起用法に不満を爆発させるも「気持ちを切り替えた」
ウォリアーズはオールスターブレイクの時点で27勝26敗、試合で苦戦するだけでなく、アシスタントコーチの不慮の死というショッキングな出来事もあり、例年とは違う難しいシーズンを送っている。エースのステフィン・カリーは絶好調をキープしているが、他の選手は様々な要因で調子の波が激しい。それでも直近の10試合では8勝2敗と、ここに来てようやくチーム全体として良い波に乗れてきた印象を受ける。
その良いリズムを象徴するのが、キャリア3年目の21歳、ジョナサン・クミンガだ。彼もまた今シーズンずっと好調だったわけではない。今年に入ってすぐ、アンドリュー・ウィギンズを優先して自分をベンチに置く采配が続いたことで、「何をやっているのか分からなくなる」と不満を爆発させた。
ウォリアーズを率いるスティーブ・カーは、カリーとクレイ・トンプソン、ドレイモンド・グリーンと黄金期を築いた選手たちの実績を常に高く評価し、そのプライドに配慮する傾向が強い。それで若手がそのしわ寄せを浴びることも起こる。『3人目のスプラッシュ・ブラザーズ』と呼ばれたジョーダン・プールがグリーンに殴られた末にチーム内での居場所を失って放出されたことは、若手が生きづらいチームのカルチャーを象徴する事件だった。

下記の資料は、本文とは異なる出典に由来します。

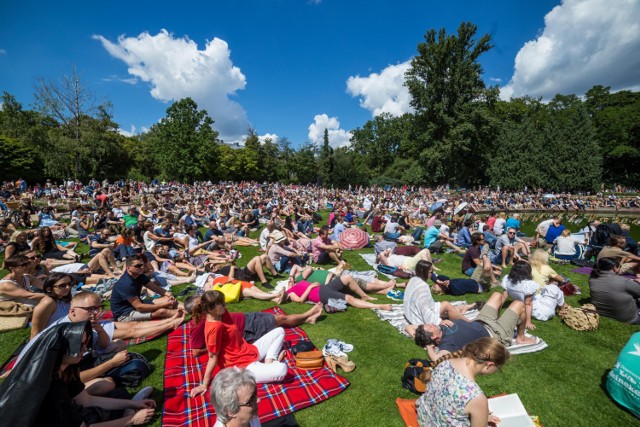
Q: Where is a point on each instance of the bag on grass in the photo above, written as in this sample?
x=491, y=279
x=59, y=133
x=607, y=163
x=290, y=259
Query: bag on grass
x=386, y=269
x=584, y=318
x=131, y=373
x=310, y=359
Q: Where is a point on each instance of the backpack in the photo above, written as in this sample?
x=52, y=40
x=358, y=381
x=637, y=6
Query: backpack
x=417, y=373
x=585, y=318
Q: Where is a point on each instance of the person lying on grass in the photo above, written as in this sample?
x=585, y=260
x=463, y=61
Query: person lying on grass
x=451, y=336
x=227, y=347
x=420, y=307
x=314, y=292
x=252, y=325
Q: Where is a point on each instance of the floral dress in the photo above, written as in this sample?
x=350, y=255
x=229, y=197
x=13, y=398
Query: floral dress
x=445, y=398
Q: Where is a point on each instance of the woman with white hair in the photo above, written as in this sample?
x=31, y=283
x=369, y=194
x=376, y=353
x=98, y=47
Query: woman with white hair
x=234, y=396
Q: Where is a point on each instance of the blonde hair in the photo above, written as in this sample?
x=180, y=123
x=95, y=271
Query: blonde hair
x=538, y=258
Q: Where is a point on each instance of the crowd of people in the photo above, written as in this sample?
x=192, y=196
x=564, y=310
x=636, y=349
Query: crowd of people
x=143, y=239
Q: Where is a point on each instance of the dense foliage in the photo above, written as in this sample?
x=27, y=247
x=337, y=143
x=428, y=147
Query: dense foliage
x=460, y=133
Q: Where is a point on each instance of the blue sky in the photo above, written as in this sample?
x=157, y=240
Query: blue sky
x=290, y=68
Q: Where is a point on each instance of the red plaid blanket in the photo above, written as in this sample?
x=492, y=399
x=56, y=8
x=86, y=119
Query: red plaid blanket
x=182, y=372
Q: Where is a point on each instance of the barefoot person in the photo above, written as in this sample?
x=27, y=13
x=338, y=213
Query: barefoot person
x=452, y=336
x=252, y=325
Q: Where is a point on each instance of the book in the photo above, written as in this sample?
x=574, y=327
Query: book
x=510, y=410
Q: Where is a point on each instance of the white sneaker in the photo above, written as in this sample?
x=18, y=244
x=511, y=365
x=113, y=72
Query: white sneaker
x=143, y=394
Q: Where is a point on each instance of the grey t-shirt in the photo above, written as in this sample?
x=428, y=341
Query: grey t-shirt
x=615, y=296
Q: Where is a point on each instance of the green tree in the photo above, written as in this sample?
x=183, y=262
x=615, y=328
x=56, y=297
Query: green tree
x=186, y=145
x=325, y=161
x=19, y=160
x=453, y=106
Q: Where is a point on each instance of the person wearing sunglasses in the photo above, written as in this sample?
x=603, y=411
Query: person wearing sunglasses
x=15, y=286
x=126, y=301
x=234, y=396
x=55, y=304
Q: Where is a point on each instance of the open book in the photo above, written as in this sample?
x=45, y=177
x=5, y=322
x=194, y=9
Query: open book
x=510, y=410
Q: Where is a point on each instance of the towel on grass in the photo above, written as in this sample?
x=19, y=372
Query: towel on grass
x=301, y=388
x=396, y=318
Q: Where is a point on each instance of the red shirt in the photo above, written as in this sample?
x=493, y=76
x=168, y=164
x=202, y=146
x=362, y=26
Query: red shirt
x=224, y=339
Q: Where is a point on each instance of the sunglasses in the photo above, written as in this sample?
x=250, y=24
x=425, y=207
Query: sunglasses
x=253, y=400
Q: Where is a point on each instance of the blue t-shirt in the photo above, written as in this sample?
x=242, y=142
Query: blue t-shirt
x=431, y=236
x=513, y=223
x=125, y=288
x=460, y=334
x=554, y=232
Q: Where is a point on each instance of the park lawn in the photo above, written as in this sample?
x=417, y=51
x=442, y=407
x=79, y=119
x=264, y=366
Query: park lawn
x=563, y=384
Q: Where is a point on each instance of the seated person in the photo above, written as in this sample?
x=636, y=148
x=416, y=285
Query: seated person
x=420, y=307
x=565, y=246
x=304, y=291
x=238, y=407
x=15, y=286
x=434, y=238
x=613, y=295
x=324, y=251
x=126, y=301
x=227, y=348
x=47, y=384
x=540, y=302
x=508, y=246
x=252, y=325
x=451, y=336
x=452, y=396
x=615, y=248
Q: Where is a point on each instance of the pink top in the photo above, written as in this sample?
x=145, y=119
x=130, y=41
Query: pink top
x=300, y=287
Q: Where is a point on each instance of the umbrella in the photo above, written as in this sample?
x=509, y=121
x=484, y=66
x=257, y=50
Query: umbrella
x=460, y=207
x=354, y=238
x=435, y=206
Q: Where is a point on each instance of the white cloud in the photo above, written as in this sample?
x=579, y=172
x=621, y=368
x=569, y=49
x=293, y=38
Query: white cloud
x=337, y=137
x=127, y=133
x=584, y=43
x=272, y=136
x=384, y=92
x=176, y=68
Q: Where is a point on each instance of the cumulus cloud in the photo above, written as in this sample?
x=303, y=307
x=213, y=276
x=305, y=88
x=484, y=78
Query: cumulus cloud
x=584, y=43
x=176, y=68
x=384, y=92
x=272, y=136
x=131, y=132
x=337, y=137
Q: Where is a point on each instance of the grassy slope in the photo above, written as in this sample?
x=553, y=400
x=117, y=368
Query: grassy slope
x=562, y=384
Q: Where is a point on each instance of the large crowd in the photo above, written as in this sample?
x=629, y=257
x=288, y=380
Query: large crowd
x=144, y=239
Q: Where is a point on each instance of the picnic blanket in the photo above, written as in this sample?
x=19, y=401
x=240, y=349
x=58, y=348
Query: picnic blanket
x=396, y=318
x=371, y=260
x=183, y=372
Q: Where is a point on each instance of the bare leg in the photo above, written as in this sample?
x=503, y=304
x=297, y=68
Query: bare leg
x=293, y=320
x=358, y=303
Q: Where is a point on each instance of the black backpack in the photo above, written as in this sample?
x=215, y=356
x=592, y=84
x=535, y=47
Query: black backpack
x=417, y=373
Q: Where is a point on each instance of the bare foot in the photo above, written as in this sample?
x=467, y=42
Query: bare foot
x=526, y=340
x=143, y=416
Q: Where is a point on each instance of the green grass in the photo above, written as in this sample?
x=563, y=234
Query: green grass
x=562, y=384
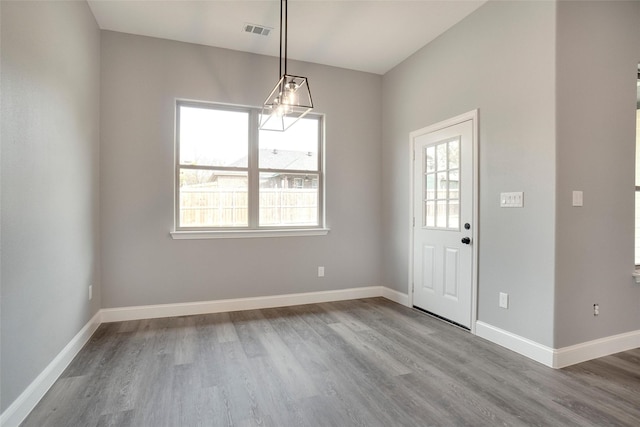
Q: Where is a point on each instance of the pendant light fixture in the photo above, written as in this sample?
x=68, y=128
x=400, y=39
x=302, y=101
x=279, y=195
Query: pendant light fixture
x=290, y=99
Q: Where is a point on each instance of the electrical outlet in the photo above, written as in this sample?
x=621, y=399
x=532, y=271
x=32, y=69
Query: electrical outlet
x=504, y=300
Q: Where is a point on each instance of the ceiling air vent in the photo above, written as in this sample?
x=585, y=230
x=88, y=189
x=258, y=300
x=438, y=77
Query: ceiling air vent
x=260, y=30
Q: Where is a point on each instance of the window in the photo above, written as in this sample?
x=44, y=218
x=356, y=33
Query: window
x=232, y=177
x=637, y=222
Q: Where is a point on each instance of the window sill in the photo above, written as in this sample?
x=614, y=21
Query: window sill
x=243, y=234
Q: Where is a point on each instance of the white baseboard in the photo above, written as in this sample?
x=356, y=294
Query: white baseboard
x=395, y=296
x=237, y=304
x=562, y=357
x=21, y=407
x=589, y=350
x=526, y=347
x=29, y=398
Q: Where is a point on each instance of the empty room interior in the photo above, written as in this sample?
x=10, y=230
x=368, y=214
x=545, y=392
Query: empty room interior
x=446, y=233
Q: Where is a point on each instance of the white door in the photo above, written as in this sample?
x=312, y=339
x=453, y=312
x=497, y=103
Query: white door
x=443, y=228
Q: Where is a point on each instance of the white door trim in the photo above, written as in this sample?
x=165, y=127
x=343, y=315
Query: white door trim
x=473, y=116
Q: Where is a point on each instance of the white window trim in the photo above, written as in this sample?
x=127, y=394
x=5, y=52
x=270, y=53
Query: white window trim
x=253, y=230
x=244, y=233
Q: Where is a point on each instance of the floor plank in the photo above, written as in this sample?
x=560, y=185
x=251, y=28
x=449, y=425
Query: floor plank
x=365, y=362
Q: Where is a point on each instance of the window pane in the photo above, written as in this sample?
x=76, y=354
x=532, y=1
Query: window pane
x=213, y=198
x=454, y=183
x=430, y=214
x=430, y=186
x=443, y=184
x=288, y=199
x=295, y=149
x=454, y=214
x=211, y=137
x=454, y=154
x=441, y=156
x=441, y=214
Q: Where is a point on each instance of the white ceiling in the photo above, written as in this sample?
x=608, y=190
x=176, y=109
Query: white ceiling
x=372, y=36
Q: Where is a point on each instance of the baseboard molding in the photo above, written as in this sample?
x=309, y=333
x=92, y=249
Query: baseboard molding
x=29, y=398
x=395, y=296
x=571, y=355
x=526, y=347
x=562, y=357
x=238, y=304
x=553, y=358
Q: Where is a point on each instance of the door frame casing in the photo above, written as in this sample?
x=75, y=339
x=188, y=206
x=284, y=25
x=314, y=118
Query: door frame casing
x=473, y=116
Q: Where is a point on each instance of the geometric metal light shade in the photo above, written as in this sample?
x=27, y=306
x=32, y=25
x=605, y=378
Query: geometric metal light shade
x=288, y=102
x=290, y=99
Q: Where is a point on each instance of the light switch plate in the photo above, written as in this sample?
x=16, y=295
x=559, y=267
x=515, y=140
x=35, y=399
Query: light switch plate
x=504, y=300
x=577, y=198
x=512, y=200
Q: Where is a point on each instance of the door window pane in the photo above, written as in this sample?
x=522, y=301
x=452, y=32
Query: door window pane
x=441, y=185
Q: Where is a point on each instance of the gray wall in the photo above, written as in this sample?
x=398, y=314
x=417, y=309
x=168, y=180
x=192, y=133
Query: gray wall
x=597, y=58
x=141, y=78
x=50, y=146
x=500, y=59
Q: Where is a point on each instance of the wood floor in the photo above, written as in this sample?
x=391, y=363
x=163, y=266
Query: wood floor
x=367, y=362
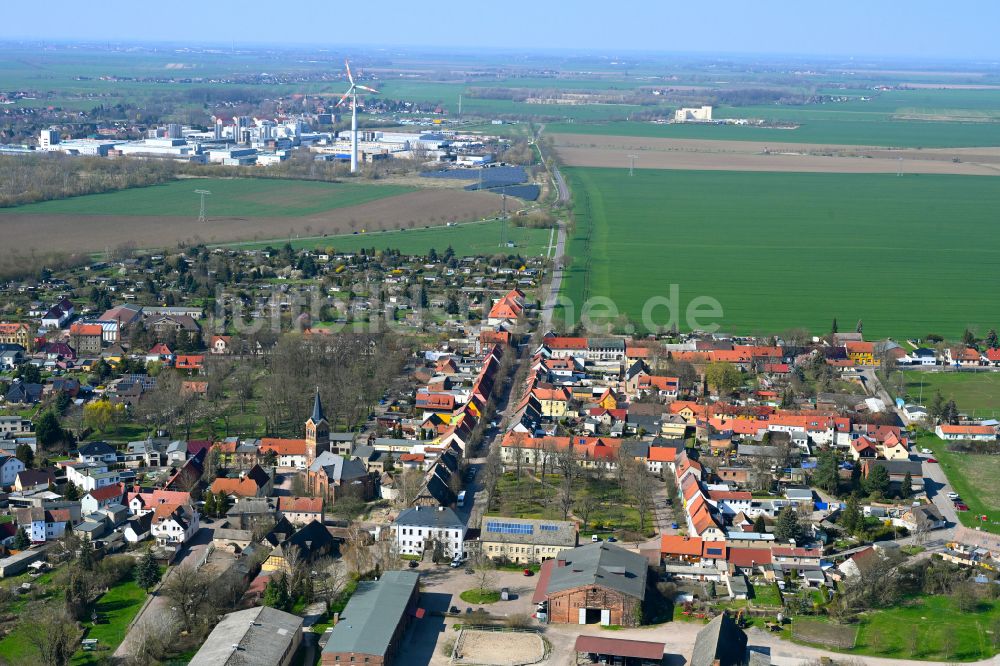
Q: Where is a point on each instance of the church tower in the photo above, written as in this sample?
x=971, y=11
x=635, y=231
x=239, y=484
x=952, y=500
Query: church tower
x=317, y=431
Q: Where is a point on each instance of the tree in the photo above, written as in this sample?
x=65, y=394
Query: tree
x=187, y=589
x=21, y=540
x=992, y=341
x=724, y=377
x=787, y=527
x=852, y=519
x=827, y=476
x=52, y=633
x=906, y=488
x=47, y=429
x=877, y=482
x=276, y=594
x=24, y=453
x=147, y=572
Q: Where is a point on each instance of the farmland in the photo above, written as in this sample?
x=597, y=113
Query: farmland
x=238, y=210
x=478, y=238
x=790, y=249
x=976, y=393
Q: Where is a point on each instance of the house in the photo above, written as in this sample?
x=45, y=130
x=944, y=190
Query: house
x=261, y=636
x=23, y=393
x=976, y=433
x=86, y=339
x=138, y=528
x=423, y=528
x=46, y=524
x=301, y=510
x=16, y=334
x=332, y=476
x=720, y=643
x=598, y=583
x=525, y=540
x=102, y=497
x=373, y=622
x=601, y=650
x=255, y=483
x=173, y=524
x=10, y=467
x=287, y=452
x=29, y=480
x=97, y=452
x=309, y=543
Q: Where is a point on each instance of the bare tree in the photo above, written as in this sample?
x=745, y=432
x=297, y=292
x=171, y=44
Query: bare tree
x=187, y=588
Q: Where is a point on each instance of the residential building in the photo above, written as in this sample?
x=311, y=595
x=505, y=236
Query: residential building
x=259, y=636
x=422, y=528
x=525, y=540
x=372, y=625
x=598, y=583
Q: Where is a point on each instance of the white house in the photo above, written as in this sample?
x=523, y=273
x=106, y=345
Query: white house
x=174, y=524
x=418, y=528
x=975, y=433
x=9, y=468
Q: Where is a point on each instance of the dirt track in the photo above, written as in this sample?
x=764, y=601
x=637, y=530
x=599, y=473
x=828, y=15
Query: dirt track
x=95, y=233
x=697, y=154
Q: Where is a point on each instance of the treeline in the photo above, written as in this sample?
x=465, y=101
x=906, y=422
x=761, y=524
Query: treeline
x=30, y=178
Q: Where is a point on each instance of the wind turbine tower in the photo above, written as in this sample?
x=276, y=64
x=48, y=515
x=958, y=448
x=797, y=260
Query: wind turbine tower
x=201, y=212
x=352, y=92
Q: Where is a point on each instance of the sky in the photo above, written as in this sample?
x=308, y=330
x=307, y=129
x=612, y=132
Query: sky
x=907, y=29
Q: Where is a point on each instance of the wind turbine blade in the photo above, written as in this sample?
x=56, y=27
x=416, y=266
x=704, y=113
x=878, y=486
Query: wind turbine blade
x=346, y=95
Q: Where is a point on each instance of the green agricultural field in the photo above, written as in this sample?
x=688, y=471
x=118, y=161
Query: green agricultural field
x=468, y=239
x=975, y=477
x=976, y=393
x=782, y=250
x=231, y=197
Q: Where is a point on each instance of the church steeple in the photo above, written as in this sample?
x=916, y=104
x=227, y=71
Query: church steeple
x=317, y=431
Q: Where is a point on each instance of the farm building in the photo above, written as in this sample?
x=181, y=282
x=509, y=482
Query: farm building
x=594, y=584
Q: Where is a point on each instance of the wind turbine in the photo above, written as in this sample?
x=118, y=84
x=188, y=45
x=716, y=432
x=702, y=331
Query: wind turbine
x=353, y=93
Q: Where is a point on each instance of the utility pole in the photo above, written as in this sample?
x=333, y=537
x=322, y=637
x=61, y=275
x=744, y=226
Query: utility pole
x=201, y=212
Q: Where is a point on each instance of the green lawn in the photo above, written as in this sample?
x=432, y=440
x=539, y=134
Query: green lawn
x=943, y=632
x=976, y=393
x=976, y=478
x=231, y=197
x=477, y=238
x=782, y=250
x=115, y=609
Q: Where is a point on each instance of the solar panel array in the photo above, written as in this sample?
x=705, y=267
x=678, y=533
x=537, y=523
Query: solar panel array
x=509, y=528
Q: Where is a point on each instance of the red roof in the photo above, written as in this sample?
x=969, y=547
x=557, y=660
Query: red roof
x=619, y=647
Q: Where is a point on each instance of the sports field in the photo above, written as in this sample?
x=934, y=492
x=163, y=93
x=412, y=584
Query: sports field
x=231, y=197
x=473, y=239
x=908, y=255
x=976, y=393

カーの起用法に不満を爆発させたクミンガもそうなる可能性があった。そうでなくともウォリアーズは若手の成長を待つよりも即戦力を求めるチームで、トレードデッドライン前にはレブロン・ジェームズ獲得という大勝負に打って出る可能性もあった。おそらくその場合には、レイカーズは取り引きの一部としてクミンガを要求し、ウォリアーズは断れなかっただろう。パスカル・シアカムやデジャンテ・マレーといった名前も獲得候補として浮上したが、誰のトレードが成立したとしても、クミンガは交渉相手からすれば欲しい人材だったはずだ。
レブロン獲得は奇策ではあるが面白いアイデアだった。ただ、ウォリアーズファンの多くは、クミンガを放出せずに済んだことに安堵している。そして彼が今もウォリアーズの一員であるのは、彼自身が起用法への不満を爆発させた後、すぐその過ちに気付いてパフォーマンスで応えたからだとも言える。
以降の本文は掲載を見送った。